I don’t know how to bridge the gap between the perceived image of who I once was and who I am now. And I keep extending olive branches and they keep getting ignored and my first thought I always “why should they talk to you, you’re a raging bitch who doesn’t fucking care anyways.” And it’s like, the thought was correct. I’m capable of being honest with myself and admitting that I was horrible and petty and bitchy to most if not all of my friendships. And they are entitled to not speaking to me, they truly don’t owe me shit.
But today, right now, I so badly want to right the wrongs. Because it wasn’t right. And it’s my responsibility to take ownership of the fucked up shit I do. It’s my responsibility to apologize.
But I can’t make them do anything.
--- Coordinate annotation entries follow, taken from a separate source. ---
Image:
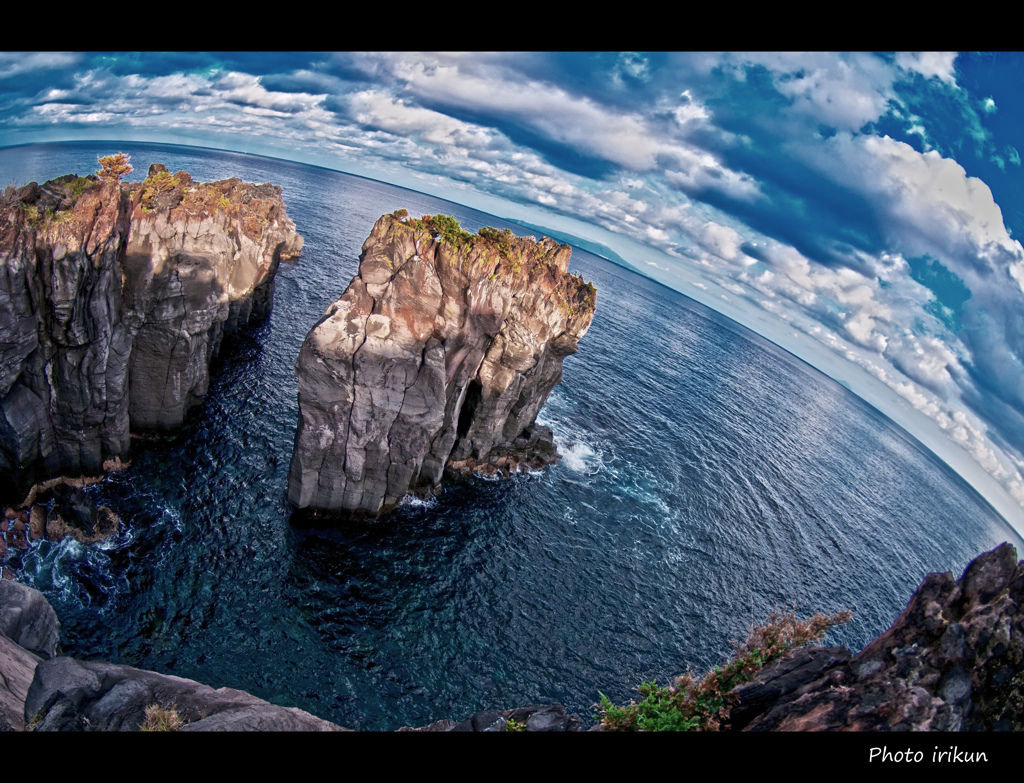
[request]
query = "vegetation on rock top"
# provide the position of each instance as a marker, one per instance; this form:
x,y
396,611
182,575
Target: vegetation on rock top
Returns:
x,y
704,704
517,257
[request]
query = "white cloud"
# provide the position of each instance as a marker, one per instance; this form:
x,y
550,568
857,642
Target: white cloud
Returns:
x,y
937,64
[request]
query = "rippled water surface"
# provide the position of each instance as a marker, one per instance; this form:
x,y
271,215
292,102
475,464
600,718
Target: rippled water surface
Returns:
x,y
708,478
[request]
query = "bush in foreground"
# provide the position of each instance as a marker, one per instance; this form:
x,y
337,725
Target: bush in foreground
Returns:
x,y
704,705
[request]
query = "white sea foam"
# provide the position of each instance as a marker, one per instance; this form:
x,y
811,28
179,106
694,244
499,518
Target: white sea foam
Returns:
x,y
416,502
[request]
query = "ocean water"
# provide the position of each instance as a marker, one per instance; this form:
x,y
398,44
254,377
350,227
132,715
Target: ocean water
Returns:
x,y
708,478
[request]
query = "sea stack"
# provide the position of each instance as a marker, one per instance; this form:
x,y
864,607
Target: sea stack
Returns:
x,y
200,262
440,352
114,299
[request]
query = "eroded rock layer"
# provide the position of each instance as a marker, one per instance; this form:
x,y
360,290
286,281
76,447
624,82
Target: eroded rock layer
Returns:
x,y
200,262
64,347
113,301
441,351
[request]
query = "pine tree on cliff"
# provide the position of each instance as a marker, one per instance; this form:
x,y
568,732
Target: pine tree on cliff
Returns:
x,y
115,167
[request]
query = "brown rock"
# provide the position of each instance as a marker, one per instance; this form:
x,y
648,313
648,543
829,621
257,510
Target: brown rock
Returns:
x,y
950,661
440,352
37,522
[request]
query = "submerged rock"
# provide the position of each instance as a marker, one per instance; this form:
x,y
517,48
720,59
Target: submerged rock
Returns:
x,y
114,299
546,718
200,262
440,352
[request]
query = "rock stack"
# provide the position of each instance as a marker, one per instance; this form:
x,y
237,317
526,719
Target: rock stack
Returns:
x,y
440,352
114,299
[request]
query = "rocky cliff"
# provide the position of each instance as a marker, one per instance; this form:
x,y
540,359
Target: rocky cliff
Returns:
x,y
113,301
440,352
64,347
200,262
953,660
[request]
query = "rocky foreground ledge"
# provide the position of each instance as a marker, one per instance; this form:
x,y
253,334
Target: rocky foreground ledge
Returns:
x,y
114,299
953,660
440,353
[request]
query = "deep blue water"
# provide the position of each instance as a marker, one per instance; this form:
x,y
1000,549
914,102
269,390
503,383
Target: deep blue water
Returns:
x,y
708,477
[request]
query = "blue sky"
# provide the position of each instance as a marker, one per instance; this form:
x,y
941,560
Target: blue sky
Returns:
x,y
857,209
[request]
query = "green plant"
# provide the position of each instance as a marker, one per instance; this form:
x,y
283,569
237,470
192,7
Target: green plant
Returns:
x,y
161,719
704,705
161,182
115,167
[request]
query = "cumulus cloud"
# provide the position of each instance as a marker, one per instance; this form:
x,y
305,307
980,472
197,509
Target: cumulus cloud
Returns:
x,y
931,64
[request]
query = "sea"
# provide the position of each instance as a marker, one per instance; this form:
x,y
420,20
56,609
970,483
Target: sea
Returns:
x,y
708,478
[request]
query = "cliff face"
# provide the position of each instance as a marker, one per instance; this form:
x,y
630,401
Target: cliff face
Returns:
x,y
953,660
64,348
113,301
441,351
200,262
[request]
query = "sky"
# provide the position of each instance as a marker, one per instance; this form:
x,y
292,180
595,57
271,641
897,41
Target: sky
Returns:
x,y
856,209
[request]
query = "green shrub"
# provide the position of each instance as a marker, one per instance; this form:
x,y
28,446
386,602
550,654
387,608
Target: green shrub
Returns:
x,y
704,705
161,719
115,167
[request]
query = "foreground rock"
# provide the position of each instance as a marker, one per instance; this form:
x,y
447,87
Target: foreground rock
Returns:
x,y
200,262
73,695
952,661
547,718
114,300
440,352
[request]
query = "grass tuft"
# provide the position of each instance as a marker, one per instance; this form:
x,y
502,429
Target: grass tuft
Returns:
x,y
704,704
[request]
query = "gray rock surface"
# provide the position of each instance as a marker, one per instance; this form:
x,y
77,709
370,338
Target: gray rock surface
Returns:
x,y
440,353
17,666
72,695
113,301
28,619
545,718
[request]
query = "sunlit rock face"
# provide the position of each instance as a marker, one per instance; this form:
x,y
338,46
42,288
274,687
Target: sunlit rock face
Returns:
x,y
200,262
440,352
64,349
114,299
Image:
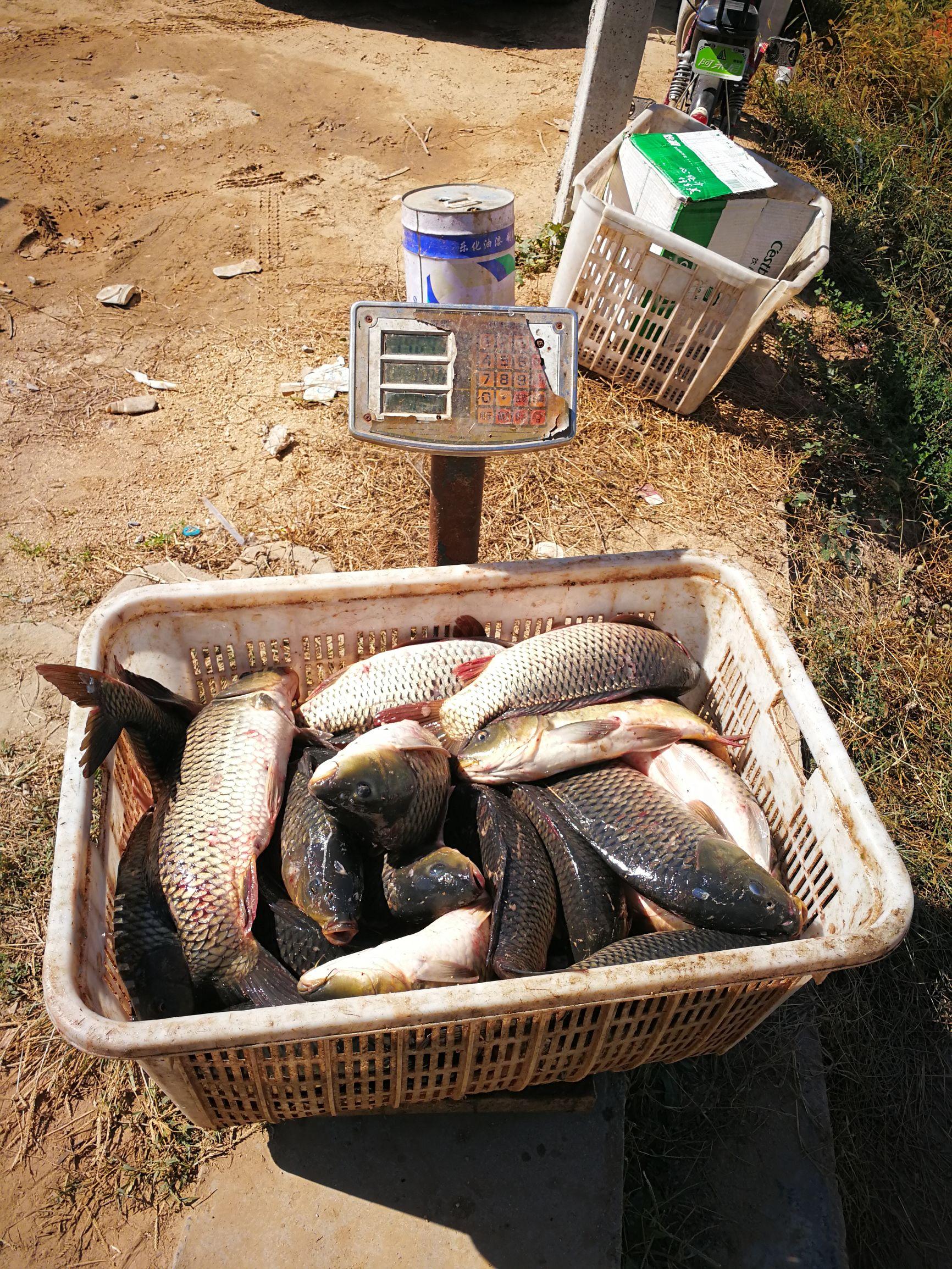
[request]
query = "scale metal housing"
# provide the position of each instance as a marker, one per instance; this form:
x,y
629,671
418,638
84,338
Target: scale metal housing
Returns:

I can make decision on my end though to extend forgiveness to myself. To at least, be at peace with myself.
So that’s what I’m gonna do. I’m gonna do the work and show up for myself before anyone else and work on my art project and do a lot of yoga and probably take a nap because wow, I got up at the crack of dawn this morning and just stay in my own lane and really cultivate the love my body is desiring within me first before I ask it of other people.
The single most loving thing I can do for others, is to love myself first. The single most loving thing I can do is to not put any thought into the actions they do or don’t do.
Today is a day of rest, peace, and stillness. For loving myself exactly in the place that I am in. Because while I am disappointed in my behavior of the past, I am empowered to do better and to love fiercely and seek peace when it affords me.
This is what I can do today. And it is enough.